Police arrived soon after followed by an Animal Welfare officer. Then the dog's owner, Claire "Cissy" King came out of the doctors office. She told the judge at her hearing for her violation of city animal ordinances, she had been taking her 98-year-old mother to the doctor and hadn't realized her dog was in danger.
A police officer told Cissy she had broken the law by leaving her dog locked in the car, and then asked if she wanted to press charges against Susanne.
"The officer asked if I wanted to file a counter-complaint," said Cissy outside the courtroom. "I said about what, and he said about the lady who broke your window. I said absolutely not - no - I'm sure she did what she felt like she needed to do at the time."
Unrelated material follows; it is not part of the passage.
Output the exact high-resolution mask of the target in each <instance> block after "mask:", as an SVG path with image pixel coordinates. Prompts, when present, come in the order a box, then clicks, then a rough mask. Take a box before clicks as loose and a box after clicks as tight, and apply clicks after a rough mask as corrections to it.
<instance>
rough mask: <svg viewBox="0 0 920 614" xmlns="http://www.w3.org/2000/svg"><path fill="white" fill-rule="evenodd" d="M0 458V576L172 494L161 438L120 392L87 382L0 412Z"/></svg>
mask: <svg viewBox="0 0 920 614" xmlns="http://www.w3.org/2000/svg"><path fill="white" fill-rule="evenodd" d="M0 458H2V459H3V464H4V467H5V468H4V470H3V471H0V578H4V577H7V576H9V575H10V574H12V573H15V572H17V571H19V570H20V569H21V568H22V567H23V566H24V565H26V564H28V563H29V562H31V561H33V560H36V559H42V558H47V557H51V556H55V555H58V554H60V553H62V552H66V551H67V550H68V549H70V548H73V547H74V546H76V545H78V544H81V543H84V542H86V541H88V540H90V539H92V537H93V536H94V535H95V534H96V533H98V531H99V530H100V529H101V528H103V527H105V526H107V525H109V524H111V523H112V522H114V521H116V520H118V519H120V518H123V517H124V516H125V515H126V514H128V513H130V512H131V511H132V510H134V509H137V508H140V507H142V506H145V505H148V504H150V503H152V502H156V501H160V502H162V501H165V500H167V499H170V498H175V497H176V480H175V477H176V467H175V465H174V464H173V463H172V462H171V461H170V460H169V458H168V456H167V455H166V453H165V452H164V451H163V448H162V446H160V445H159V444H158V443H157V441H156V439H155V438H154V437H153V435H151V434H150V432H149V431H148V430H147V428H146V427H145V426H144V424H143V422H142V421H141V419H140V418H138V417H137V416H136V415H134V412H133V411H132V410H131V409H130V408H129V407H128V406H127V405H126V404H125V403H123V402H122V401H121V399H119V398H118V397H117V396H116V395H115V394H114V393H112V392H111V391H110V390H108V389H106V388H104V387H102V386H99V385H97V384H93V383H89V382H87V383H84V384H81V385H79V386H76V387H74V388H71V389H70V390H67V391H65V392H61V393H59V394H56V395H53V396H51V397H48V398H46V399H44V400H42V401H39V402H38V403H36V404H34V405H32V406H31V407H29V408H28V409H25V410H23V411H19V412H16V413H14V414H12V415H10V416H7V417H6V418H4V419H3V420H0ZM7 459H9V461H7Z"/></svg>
Under city ordinances, private citizens do not have the right to break a window or destroy someone else's property to rescue an animal. Only police and Animal Welfare officers have that right.
"She came over when everything was finished and thanked me for doing what I did," Susanne said of Cissy. "She asked if there was anything she could do to thank me and I said just please don't leave your dog in the car again."
The judge dismissed charges against Cissy, as long as she takes a pet safety class, which she plans to do right away.